Juan Manuel
Rose dominates from the first spray, a dense, slightly sweet Damask that feels velvety rather than sharp.
The scent fingerprint
Weighted by intensity across 6 accords.
Every perfume in Sillage is represented as a distribution across canonical accord slugs — a lingua franca for scent. Two fragrances with overlapping fingerprints are scent-twins, even if they share no literal note.
- Woody60
- Soft Spicy50
- Rose50
- Sweet
The note pyramid
- Rose
- Rose
- Cedar
- Damask Rose
- Pink Pepper
- Pink Pepper
By the editors · 2 min readRose dominates from the first spray, a dense, slightly sweet Damask that feels velvety rather than sharp.
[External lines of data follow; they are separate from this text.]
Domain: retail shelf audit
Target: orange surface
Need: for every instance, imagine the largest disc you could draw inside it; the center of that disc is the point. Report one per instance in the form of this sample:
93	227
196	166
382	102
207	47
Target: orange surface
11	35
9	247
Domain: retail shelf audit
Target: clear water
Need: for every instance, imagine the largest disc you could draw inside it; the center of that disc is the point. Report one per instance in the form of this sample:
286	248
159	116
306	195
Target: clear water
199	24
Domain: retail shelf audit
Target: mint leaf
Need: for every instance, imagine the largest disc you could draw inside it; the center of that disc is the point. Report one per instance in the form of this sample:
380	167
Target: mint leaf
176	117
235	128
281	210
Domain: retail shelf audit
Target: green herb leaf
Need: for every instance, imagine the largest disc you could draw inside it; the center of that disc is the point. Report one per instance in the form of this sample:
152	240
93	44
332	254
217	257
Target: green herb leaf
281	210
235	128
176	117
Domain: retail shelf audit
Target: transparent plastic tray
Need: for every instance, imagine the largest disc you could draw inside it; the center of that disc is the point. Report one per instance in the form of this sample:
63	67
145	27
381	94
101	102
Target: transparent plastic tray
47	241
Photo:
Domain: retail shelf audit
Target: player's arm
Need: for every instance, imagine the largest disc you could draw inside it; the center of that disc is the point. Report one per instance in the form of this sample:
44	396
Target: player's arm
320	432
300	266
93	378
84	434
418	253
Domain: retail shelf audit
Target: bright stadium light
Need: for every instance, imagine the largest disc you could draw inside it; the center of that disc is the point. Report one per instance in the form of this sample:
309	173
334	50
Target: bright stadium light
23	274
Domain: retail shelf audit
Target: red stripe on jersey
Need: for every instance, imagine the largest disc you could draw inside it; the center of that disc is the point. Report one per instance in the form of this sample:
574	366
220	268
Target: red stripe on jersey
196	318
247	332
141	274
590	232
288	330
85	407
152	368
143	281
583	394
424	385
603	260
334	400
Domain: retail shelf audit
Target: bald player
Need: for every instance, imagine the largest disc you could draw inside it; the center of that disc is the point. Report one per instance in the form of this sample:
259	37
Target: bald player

Cedar enters quickly, trimming the bloom with dry wood shavings and a faint resinous edge that keeps the flower from turning jammy. Pink pepper sparks at the base, giving a low, rosy heat that flickers against the wood and lifts the rose’s natural fruitiness into something almost candied. Over two hours the pepper softens, letting the cedar settle into a clean pencil-shaving hum while the rose stays plush and continuous, never quite surrendering center stage. Projection stays polite, a handshake’s reach, perfect for office days when you want floral without cliché. Longevity clocks six hours on moisturized skin, fading to a skin-close rosé veil that still reads unmistakably rose.
Scent twins
Factual metadata (name, house, year, notes) is seeded from public datasets. The editorial reading and scent fingerprint are written by Claude against our house style — none of it is scraped prose. Read our methodology.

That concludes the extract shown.